In statistics, we have studied the classification of data into a grouped and ungrouped frequency distribution. These data can be pictorially represented using different graphs such as bar graphs, frequency polygons and histograms and so on. Also, we know that the three measures of central tendencies are mean, median and mode. In this article, we will discuss how to find the mean of the grouped data using different methods such as direct method, assumed mean method and step deviation method with many solved examples.

Table of Contents:

What is Meant by Mean in Statistics?

The mean or the average of the given observations is defined as the sum of the values of all the observations divided by the total number of observations. The mean of the data is generally represented by the notation x̄. If x₁, x₂, x₃, …x_n are the number of observations with respective frequencies f₁, f₂, f₃, … f_n, then

The sum of observations = f₁x₁+ f₂x₂ + f₃x₃ + ….+ f_nx_n.

The total number of observations = f₁+f₂+… + f_n.

Therefore, the mean of the data, x̄ = (f₁x₁+ f₂x₂ + f₃x₃ + ….+ f_nx_n)/ ( f₁+f₂+… + f_n).

In short, the above form can be represented using the summation (Σ).

\(\begin{array}{l}\bar{x}=\frac{\sum_{i=1}^{n}f_{i}x_{i}}{\sum_{i=1}^{n}f_{i}}\end{array} \)

Where, “i” varies from 1 to n.

Now, let us discuss how to find the mean of the given data using the above formula,

Example:

The marks scored by 30 students of class 10 of a certain school in the Maths paper consisting of 100 marks is given below in the tabular form.

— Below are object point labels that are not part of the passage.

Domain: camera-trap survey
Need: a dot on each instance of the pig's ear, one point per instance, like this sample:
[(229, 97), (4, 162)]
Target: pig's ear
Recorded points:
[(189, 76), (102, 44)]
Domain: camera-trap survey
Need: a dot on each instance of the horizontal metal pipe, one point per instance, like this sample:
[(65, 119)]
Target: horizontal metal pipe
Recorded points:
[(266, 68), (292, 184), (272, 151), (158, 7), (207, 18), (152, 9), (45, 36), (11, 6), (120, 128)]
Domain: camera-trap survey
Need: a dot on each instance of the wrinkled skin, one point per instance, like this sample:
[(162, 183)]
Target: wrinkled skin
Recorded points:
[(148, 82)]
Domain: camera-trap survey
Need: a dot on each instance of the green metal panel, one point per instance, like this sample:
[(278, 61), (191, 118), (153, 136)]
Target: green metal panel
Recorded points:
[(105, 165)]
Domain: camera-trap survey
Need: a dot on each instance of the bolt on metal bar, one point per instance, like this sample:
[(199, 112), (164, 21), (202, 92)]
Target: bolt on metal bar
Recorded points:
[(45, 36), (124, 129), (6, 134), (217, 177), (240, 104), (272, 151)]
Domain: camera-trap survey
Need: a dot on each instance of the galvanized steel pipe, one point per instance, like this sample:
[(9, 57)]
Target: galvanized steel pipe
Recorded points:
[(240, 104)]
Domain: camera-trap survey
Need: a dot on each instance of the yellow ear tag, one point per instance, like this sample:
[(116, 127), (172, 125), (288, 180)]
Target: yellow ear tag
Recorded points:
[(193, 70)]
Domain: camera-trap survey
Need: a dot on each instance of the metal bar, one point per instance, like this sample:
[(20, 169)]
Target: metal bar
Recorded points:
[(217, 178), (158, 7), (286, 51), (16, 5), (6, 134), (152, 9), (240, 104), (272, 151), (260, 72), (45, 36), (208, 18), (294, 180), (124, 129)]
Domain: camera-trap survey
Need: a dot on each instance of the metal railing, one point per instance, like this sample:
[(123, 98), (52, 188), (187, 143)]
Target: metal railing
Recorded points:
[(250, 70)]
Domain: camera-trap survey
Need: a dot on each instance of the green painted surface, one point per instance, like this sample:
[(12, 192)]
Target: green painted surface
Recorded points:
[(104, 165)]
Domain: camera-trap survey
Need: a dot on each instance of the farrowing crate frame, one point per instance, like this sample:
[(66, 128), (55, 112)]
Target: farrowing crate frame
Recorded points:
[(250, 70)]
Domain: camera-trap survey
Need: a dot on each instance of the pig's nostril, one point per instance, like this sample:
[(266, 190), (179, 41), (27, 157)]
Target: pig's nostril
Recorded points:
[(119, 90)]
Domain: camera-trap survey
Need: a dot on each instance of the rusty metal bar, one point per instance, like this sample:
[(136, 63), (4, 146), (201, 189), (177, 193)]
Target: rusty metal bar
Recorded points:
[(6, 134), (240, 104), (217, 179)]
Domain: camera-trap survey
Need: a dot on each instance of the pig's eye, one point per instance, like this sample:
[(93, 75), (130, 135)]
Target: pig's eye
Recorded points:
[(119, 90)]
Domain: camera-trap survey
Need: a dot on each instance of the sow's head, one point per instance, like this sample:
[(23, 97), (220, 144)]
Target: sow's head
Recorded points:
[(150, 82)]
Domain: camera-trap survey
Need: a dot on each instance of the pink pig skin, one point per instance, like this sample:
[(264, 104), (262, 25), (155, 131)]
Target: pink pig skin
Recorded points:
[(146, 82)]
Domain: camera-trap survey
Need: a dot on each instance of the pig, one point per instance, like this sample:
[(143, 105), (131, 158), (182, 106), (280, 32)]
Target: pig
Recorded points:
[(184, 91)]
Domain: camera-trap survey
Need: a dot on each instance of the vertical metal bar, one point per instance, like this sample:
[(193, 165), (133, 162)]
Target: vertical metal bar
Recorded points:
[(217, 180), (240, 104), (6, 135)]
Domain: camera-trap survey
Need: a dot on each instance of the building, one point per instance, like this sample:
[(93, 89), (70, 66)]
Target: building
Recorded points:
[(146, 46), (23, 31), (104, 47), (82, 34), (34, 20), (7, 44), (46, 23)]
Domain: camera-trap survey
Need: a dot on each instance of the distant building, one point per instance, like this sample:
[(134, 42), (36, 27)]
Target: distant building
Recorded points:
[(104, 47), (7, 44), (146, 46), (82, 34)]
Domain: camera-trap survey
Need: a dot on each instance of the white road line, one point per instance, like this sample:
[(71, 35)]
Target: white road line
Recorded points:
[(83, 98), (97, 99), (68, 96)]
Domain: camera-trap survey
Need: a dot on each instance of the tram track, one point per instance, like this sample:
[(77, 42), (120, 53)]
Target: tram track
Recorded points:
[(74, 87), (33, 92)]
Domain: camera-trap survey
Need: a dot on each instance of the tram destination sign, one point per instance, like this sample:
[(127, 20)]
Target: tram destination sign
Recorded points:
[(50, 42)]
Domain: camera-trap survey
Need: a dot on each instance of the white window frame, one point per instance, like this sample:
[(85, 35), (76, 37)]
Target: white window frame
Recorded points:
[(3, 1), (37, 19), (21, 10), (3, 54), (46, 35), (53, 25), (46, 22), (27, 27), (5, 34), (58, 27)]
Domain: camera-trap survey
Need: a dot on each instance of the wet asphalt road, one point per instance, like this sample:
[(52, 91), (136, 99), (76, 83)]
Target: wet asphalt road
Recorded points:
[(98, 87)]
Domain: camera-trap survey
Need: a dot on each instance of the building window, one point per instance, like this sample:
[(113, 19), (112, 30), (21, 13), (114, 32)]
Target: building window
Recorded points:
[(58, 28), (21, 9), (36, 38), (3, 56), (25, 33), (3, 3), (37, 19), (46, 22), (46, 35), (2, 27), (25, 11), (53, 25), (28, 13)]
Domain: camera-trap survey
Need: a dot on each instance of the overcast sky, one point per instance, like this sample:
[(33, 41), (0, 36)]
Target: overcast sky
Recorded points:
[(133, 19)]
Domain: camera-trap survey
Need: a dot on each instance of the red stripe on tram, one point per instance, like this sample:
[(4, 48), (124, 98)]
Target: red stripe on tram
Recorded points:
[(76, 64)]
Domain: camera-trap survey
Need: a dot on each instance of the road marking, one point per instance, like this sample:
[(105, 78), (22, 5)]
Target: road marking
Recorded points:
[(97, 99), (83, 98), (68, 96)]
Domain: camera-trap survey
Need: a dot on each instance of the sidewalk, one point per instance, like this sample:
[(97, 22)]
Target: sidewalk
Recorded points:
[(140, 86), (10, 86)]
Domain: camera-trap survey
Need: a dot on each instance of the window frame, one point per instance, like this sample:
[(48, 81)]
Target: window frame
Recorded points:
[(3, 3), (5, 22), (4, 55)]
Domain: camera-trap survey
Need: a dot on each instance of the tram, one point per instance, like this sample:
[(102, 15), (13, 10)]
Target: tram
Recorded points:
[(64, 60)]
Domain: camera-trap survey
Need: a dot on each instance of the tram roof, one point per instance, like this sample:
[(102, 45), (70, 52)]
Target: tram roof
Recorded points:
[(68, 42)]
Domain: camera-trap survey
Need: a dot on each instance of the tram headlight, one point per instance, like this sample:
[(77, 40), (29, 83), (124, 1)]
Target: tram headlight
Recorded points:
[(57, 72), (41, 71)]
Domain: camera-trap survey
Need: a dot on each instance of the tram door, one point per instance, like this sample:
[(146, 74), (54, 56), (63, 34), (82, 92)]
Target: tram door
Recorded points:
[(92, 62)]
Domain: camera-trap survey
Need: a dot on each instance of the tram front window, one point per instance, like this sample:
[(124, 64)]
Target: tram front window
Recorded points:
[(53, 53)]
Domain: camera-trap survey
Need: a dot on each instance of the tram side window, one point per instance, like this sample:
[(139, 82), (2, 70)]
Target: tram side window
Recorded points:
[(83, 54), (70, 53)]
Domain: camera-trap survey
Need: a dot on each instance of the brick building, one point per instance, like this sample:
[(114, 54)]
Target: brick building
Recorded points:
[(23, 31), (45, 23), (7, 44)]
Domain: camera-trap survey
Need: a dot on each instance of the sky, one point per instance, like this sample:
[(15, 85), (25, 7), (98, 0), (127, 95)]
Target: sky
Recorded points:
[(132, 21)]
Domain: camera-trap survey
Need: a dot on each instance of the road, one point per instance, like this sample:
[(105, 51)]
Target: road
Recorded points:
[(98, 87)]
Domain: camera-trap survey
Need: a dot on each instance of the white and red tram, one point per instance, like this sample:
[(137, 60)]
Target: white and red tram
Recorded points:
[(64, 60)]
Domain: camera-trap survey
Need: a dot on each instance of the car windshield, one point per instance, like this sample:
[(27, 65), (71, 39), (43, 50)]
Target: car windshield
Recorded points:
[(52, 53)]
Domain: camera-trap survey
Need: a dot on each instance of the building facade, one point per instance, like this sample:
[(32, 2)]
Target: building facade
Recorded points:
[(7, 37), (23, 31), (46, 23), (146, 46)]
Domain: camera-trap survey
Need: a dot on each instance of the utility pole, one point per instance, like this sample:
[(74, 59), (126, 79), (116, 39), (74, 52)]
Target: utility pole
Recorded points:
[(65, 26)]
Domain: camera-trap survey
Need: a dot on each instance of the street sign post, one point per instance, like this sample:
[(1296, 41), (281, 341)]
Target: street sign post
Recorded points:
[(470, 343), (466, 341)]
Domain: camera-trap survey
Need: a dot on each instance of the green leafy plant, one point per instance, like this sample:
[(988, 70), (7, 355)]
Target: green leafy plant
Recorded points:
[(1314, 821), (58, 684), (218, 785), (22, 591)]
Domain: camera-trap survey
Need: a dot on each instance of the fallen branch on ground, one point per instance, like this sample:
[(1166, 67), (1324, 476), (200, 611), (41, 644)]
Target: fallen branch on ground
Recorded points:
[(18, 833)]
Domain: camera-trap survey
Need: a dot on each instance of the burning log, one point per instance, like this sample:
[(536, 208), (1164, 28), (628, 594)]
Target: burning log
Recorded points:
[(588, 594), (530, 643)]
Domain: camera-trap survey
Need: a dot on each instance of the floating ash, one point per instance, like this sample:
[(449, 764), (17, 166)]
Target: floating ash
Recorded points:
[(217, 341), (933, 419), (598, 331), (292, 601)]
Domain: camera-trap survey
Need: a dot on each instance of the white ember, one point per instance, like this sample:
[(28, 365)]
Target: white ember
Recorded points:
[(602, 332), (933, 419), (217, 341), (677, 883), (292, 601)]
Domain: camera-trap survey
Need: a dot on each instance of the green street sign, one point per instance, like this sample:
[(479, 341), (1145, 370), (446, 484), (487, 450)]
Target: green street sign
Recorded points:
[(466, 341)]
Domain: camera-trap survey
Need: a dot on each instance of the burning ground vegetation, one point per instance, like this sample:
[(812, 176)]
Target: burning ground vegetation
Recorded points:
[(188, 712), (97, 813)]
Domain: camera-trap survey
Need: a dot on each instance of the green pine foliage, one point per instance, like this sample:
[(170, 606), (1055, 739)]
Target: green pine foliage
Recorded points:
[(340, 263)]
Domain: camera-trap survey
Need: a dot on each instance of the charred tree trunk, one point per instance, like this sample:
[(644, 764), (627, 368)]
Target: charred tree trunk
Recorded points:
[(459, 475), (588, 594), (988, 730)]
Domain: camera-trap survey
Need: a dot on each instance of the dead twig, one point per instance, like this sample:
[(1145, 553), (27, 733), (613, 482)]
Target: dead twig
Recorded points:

Find the mean of the marks obtained by the class 10 students.

Marks obtained (x_i)	10	20	36	40	50	56	60	70	72	80	88	92	95
Number of students (f_i)	1	1	3	4	3	2	4	4	1	1	2	3	1

Solution:

To find the mean of the marks obtained by the students in the Mathematics paper, we need to find the product of each x_i and their corresponding frequency f_i.

Marks Obtained (x_i)	Number of students (f_i)	f_ix_i
10	1	10
20	1	20
36	3	108
40	4	160
50	3	150
56	2	112
60	4	240
70	4	280
72	1	72
80	1	80
88	2	176
92	3	276
95	1	95
Total	Σf_i = 30	Σf_ix_i = 1779

Table 1

Thus, by using the formula,

\(\begin{array}{l}\bar{x}=\frac{\sum_{i=1}^{n}f_{i}x_{i}}{\sum_{i=1}^{n}f_{i}}\end{array} \)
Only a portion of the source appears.